Since we do not know k , and we do not know p , the above equation might not seem that helpful. But it is, as we can differentiate the equation with respect to k,

\frac{dp}{dk} = 2rk + 2\frac{dp}{dk} (a-bk)^2 + 2p(a-bk)(-b)
which we can simplify since we are interested in the value of k that minimizes p. We can then find that value of k, k_{opt} , because we know that \frac{dp}{dk} = 0 when k = k_{opt}. Using the zero derivative,
0 = 2rk_{opt} - 2pb(a-bk_{opt})
or
k_{opt} = \frac{abp}{r+b^2p}.

When we plug the value for k_{opt} in to the equation for p , we get the well-known Ricatti equation for p given the p-minimizing gain. Here, in scalar form, (we let the computer do this algebra),

p_{opt} = a^2p_{opt} + q - \frac{(abp_{opt} )^2}{b^2p_{opt} + r}.
You may wonder why these formulas are any better that just differentiating p. The answer is partly that these equations tell you two things: one, the optimal k, and two, the cost to drive a given state to zero. But another reason for the importance of the above form is that it generalizes to the vector case, or it will, once we find an alternative to summing the series.

The invariance of p.

Suppose we were to ask the question, what is the LQR cost function starting from x[1] ? That is, what is

\sum_{n=1}^{\infty} (q + rk^2) (a-bk)^{2(n-1)} x^2[1]?

Suppose we let \tilde{n} = n-1 , then

\sum_{n=1}^{\infty} (q + rk^2) (a-bk)^{2(n-1)} x^2[1] = \sum_{\tilde{n}=0}^{\infty} (q + rk^2) (a-bk)^{2(\tilde{n})} x^2[1],

but since the upper limit of the summation is infinity,

\sum_{\tilde{n}=0}^{\infty} (q + rk^2) (a-bk)^{2(\tilde{n})} x^2[1] = p x^2[1]

The LQR cost to drive x[n] to zero, p x^2[n] , DOES NOT DEPEND ON n! That should not be surprising.

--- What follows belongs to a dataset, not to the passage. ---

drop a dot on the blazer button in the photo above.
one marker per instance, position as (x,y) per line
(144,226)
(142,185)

If we are presently in San Francisco and want to know how much gas we will need to drive to Los Angeles, it does matter if we started driving yesterday from Seattle, or started driving four days ago from Ottawa.

The history independence of the LQR cost gives us an interesting relationship for p,

p x^2[0] = \sum_{n=0}^{\infty} (q + rk^2) x^2[n] = (q + rk^2)x[0] + \sum_{n=1}^{\infty} (q + rk^2) x^2[n] = (q + rk^2)x^2[0] + p x^2[1].
We can eliminate x[1] since x[1] = (a-bk) x[0], and therefore
p x^2[1] = p \left((a-bk)x[0]\right)^2 = p (a-bk)^2 x^2[0],
which leads us to
p x^2[0] = \left((q + rk^2)+ p (a-bk)^2\right) x^2[0].
Since the above equation must hold for all possible values of x[0] , we recover the equation for p from above, without summing the series,
p = (q + rk^2) + p (a-bk)^2.
Having derived the equation for p as a function of k without resorting to series summation, we can then differentiate with respect to k, set the derivative equal to zero, and determine both p_{opt} and k_{opt}. And it is all done using an approach that generalizes easily to the vector case.